The difference in what we’ll contact “Billy Eichner’s Hollywood Screen Kiss” is that it centers a gay character, instead of just using him as sassy comic support. Beyond that, a pretty, cranky, super-articulate and incredibly self-absorbed

“Bros,” co-written by and starring Billy Eichner, has been touted as the first mainstream Hollywood studio-backed rom-com to feature gay men as the leads. Directed by Nicholas Stoller and produced by Judd Apatow, the film consciously evokes tropes from the hey-day of studio-backed romantic comedies, including nods to more than one Meg Ryan classic and a compelling lead performance from Eichner. However, its perpetual commentary on the mainstreaming of queerness remains at odds with its very desire to tell its story within the Hollywood system. 

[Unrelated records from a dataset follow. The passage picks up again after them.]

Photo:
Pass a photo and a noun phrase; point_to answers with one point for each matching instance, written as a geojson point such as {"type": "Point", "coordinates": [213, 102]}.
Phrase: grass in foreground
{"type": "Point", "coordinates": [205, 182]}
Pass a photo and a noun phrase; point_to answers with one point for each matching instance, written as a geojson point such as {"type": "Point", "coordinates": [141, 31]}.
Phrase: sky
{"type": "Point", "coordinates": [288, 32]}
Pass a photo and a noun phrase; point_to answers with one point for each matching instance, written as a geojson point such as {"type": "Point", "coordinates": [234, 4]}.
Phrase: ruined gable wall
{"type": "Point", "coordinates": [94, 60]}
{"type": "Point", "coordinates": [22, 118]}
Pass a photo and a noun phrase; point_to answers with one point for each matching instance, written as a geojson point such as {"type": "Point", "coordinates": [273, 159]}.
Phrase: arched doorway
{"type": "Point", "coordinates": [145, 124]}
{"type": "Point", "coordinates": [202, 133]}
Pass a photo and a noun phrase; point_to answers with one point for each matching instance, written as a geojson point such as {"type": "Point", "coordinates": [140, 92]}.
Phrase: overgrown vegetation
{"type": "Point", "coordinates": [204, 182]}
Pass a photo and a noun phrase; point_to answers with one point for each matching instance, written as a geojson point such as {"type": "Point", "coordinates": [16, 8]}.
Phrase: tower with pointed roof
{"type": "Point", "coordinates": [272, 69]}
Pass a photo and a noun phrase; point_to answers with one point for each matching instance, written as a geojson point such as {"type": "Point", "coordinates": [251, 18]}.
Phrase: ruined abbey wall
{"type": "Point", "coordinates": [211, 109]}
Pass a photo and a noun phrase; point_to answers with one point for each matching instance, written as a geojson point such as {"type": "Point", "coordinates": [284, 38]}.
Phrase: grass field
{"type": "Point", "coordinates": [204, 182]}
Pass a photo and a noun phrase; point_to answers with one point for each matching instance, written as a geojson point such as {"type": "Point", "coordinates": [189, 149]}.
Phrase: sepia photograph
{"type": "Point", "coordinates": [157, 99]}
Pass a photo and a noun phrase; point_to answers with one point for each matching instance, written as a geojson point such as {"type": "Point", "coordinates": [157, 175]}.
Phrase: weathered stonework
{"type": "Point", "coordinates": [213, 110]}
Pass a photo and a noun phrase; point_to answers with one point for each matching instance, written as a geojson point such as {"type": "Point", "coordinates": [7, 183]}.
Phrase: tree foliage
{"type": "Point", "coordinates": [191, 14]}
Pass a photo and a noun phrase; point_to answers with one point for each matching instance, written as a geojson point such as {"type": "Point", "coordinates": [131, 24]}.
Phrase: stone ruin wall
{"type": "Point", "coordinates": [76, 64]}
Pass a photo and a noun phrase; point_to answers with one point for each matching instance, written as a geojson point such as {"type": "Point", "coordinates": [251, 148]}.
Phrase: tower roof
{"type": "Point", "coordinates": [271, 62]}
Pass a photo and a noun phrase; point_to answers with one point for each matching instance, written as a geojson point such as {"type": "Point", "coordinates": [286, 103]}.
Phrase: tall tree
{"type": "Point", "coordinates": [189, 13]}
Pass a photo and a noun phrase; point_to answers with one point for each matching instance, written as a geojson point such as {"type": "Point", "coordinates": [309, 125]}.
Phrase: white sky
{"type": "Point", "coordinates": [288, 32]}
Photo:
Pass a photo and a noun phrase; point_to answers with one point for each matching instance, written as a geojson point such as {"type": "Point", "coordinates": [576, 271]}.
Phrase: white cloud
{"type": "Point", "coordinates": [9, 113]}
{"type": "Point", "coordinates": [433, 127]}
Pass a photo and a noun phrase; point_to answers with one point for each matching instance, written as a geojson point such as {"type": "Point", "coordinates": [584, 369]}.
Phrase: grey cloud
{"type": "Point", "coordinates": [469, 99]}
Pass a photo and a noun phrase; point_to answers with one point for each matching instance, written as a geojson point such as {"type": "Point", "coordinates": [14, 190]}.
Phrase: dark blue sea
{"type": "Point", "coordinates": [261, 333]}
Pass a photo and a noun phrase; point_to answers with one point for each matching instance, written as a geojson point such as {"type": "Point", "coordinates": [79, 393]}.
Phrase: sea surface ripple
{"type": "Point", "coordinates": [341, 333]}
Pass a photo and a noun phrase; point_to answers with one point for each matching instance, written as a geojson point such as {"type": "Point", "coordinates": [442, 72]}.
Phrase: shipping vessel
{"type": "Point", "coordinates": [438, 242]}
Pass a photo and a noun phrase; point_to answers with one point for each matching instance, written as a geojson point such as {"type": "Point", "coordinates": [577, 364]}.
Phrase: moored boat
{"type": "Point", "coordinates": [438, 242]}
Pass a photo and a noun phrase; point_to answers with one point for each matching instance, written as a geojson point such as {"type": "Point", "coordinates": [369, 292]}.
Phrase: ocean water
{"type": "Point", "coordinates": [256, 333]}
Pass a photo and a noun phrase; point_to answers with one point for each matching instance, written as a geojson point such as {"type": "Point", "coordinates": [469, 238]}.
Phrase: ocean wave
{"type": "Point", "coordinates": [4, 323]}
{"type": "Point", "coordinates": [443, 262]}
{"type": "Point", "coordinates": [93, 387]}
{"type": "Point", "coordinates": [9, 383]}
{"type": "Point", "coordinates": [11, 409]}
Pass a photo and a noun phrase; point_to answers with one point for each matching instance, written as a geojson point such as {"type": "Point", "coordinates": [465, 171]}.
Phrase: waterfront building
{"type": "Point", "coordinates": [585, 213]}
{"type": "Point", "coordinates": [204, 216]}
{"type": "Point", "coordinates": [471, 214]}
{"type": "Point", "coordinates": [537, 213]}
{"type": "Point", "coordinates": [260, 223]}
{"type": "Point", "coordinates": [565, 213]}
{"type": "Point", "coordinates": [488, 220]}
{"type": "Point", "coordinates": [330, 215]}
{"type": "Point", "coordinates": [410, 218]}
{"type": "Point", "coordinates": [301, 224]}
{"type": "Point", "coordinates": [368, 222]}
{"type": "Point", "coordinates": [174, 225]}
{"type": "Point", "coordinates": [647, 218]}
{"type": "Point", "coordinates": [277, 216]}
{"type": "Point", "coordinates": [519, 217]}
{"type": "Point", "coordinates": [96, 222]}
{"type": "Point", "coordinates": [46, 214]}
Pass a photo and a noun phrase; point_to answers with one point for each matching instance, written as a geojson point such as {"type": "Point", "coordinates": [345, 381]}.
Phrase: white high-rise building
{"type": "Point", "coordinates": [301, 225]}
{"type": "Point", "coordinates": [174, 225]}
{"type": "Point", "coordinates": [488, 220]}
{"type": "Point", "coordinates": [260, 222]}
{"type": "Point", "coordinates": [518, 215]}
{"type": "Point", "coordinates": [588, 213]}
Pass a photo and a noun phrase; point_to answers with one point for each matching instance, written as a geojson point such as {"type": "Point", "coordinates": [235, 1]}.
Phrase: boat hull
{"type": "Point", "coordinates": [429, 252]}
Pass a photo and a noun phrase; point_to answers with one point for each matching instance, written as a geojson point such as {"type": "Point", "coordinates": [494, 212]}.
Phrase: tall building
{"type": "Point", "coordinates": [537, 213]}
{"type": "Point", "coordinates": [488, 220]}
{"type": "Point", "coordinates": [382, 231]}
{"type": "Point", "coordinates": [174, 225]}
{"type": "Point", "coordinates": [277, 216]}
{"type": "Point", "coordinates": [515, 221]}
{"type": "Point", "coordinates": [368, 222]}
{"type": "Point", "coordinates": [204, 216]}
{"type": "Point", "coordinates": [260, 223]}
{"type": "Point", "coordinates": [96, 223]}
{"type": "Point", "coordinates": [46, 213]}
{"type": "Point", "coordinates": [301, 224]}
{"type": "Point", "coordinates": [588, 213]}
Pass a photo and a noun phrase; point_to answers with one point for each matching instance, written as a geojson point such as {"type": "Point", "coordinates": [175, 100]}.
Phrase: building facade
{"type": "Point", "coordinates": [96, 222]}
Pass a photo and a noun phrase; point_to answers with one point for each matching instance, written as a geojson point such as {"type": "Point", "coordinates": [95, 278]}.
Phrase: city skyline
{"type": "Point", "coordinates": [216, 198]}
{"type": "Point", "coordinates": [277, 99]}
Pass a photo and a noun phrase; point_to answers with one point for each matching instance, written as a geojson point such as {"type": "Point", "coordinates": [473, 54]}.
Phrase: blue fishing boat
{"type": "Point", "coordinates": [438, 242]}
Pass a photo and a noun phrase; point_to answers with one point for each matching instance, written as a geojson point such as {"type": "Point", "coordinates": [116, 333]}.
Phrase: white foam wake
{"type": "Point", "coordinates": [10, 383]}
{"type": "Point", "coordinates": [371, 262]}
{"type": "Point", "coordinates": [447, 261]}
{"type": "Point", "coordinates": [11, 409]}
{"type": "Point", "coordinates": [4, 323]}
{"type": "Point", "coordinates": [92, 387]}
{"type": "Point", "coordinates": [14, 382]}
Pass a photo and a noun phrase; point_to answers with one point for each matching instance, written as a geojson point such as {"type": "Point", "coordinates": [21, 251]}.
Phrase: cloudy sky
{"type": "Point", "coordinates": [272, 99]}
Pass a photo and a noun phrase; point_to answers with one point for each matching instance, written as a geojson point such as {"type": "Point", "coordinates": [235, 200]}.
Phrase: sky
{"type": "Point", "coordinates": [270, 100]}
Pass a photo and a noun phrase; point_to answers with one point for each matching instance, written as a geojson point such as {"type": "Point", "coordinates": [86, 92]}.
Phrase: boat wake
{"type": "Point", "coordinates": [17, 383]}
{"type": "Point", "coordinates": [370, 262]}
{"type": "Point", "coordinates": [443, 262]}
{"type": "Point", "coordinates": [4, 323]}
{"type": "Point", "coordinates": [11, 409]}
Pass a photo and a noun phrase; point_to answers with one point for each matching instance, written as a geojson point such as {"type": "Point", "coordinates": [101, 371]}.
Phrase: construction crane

Eichner plays Bobby Leiber, a born and bred New Yorker who hosts a queer history podcast called 11th Brick (because as a cis white gay man that’s probably the brick he’d possess thrown at Stonewall) and is the director of the first national LGBTQ history museum, on the brink of finally opening its doors. At 40, Bobby has spent most of his life alone and has convinced himself he’s better off this way. “We’re horny and we’re selfish and we’re stupid. I don’t trust these people,” he tells a group of friends when explaining why he prefers ho

Bros Review: Billy Eichner Adapts Judd Apatow&#;s Rom-Com Formula for Gays and It&#;s Hilarious, Even If It Doesn&#;t Push the Envelope

The romantic comedies of prolific director-producer Judd Apatow are the 21st Century’s version of Meg Ryan’s early &#;90s hits. The protagonist of the producer&#;s latest project, Bros, is a single, year-old gay man who is perennially frustrated with his singleness, and telegraphs his generation&#;s infatuation with the kind of love frequently found in Ryan&#;s films by repeatedly watching them, whether he&#;s feeling good or a minute down.

Billy Eichner, who wrote the screenplay with director Nick Stoller, plays the lead, Bobby, who, unlike Meg’s iconic heroines, has a very specific reason to persistently disclaim wanting to verb a man &#; in the LGBTQ+ world of , relationships come in many shapes, colors, and even numbers, and a life of monogamy is not the only flavor of the day. But, much like Meg before him, Bobby, in actuality, really does want to spot love&#; and he&#;s willing to cut a few corners to do so.